Тихон же доказывал попу, что никакого бога нет, никакой власти нет, а есть только табак да баня, кабак да баба, да еще разве кусок сала, если его круто посолить и как следует подержать в бочке. И он хохотал так, что его толстые брови взлетели на самый верх лба, а длинный расплющенный нос белел от напряжения.

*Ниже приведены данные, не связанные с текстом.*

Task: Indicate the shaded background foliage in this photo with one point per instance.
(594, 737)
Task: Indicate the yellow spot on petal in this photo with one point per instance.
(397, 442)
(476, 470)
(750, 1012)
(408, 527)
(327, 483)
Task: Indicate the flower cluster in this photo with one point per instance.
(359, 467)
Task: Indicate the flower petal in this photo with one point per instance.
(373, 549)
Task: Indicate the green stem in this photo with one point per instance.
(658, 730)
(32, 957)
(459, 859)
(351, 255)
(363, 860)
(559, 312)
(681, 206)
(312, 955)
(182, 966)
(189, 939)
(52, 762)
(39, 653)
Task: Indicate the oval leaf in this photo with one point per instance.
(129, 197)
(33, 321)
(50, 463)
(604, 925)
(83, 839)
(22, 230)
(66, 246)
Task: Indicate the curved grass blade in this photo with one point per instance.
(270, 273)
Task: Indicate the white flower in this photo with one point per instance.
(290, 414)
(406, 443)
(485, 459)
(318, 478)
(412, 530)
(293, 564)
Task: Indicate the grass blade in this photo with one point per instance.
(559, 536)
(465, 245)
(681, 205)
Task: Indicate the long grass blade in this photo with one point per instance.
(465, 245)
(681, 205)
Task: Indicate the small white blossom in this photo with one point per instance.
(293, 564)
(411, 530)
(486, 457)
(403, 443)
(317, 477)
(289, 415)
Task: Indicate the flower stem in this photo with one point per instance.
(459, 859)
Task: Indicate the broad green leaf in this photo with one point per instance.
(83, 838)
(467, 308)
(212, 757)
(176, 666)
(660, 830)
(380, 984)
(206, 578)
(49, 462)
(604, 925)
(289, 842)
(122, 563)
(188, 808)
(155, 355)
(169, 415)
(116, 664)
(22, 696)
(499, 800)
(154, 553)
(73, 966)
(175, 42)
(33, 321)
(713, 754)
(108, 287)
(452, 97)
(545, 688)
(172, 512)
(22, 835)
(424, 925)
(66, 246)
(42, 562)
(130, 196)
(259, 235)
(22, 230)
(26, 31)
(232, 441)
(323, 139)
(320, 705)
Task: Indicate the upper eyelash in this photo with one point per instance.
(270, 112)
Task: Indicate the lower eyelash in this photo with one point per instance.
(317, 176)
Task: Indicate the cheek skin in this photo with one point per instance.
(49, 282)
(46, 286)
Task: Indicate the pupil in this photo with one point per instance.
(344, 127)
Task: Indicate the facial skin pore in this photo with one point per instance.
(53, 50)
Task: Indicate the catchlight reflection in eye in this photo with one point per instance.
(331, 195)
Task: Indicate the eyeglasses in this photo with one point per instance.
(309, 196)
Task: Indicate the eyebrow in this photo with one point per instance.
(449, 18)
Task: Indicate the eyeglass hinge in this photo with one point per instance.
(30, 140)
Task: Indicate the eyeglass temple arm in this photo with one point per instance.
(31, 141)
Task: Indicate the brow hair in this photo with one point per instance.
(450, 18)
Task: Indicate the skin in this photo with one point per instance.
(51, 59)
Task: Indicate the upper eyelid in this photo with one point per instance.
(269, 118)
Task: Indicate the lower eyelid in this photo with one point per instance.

— Буй в смехе возносит глас свой, муж же разумный едва тихо осклабляется, — неизвестно для чего сообщал поп.
— Ладно, перестаньте вы об этом, батюшка, — пытался остановить его Уварин. — Совсем у нас языки высохли. Не смочить ли?
— Смочим... — уныло кивал головой отец Иоанн. — Но засим будем молиться господу нашему.
— Мне молиться не к чему, — разливая самогон в кружки, щерился Уварин. — Мы твоими молитвами, ваше преподобие, как шестами подпираемся.
— Ну и дурак!
Они чокнулись кружками, и Тихон скороговоркой пробормотал:
— Во имя овса, и сена, и свиного уха!
— Истинно так, сын мой! — пытался похлопать Тихона по плечу отец Иоанн. — Аще бог с нами, никто же на ны...
В другое время Гриша, наверно, посмеялся бы над этой забавной и глупой картиной. Но сейчас на душе было смутно, и болтовня подвыпивших людей раздражала его.
— Пойдемте, Тимофей Григорьич, на волю, — сказал он Суходолу. — Там лучше.
Они вышли из землянки и направились в бор, пронизанный лучами и теплом позднего бабьего лета.
Суходол шел молча, почти накрыв бровями глаза.
Гришка спросил:
— Чего вы, дядя Тимофей, смутный такой?
— Чегось разболилася голова, — неохотно отозвался старик.
— Отчего же?
— 3 богатьох причин... — совсем нахмурился Суходол.
— Ну, погуляем, и вам легче станет.
Они углубились в чащу, изредка сощипывали с кустов поздние ягоды и собирали вялые, прибитые первыми заморозками грибы.
Гриша впервые за все время пребывания в «голубой армии» ощутил неясную тревогу. Сейчас, медленно шагая по привядшей траве, он пытался разобраться в причинах беспокойства.
«Нет, мне все-таки надо было бежать из Селезяна к своим... Если Петька не доставит донесение в чека, то мне будет вечный позор и презрение трудящихся. Не говоря уж, что из партии вышибут без неуместной пощады...»
Но другие мысли тут же укалывали его в сердце:
«Убег — и положил бы пятно на партию. Что подумал бы обо мне, чекисте и члене РКП, Шеломенцев? В последнюю минуту своей жизни, под клинками Миробицкого, сказал бы он самому себе: «Эх, дурак ты, дурак Прохор Зотов Шеломенцев! Нашел кому верить — красному прощелыге, мальчишке, коммунистику! Вот и подвел он тебя под твой смертный час. Поделом тебе, старому дураку, и кара!».
Потом Гриша представил себе, как Петька Ярушников доберется до Челябинска, как начальник губчека прочтет посланные им, Зимних, бумаги, и красная казачья лава, свистя клинками, кинется к Шеломенцевой.